Sara Ashley O’Brien:
I think we are all out of time. Oh, TJ did you want to say?

TJ Parker:
No, it wasn’t that important.

Sara Ashley O’Brien:
No, but this is a good point actually. Your company does do that as well. You examine what medications somebody is taking and then see …

TJ Parker:
This is going to be so disappointing now after all that. I think we think you can use technology to bring back the personal relationship that you had with your pharmacist fifty years ago that you don’t have today with this impersonal big box retailer.
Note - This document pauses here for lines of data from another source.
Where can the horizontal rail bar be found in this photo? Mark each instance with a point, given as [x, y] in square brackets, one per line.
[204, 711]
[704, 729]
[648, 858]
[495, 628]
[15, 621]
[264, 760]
I think a lot of that is enabled by smarter tools and better service, but also to your point about escalating things, we watch MPS surveys like crazy. We look at qualitative feedback. When we make a change with the product, with the work flow, or anything else, we’re constantly watching that from a user feedback and quantitative standpoint. Much to your point, that is both staying close to the user and making sure that everyone in the company understands why we exist.

Sara Ashley O’Brien:
Wonderful, well thank you guys for joining us. Thank you guys.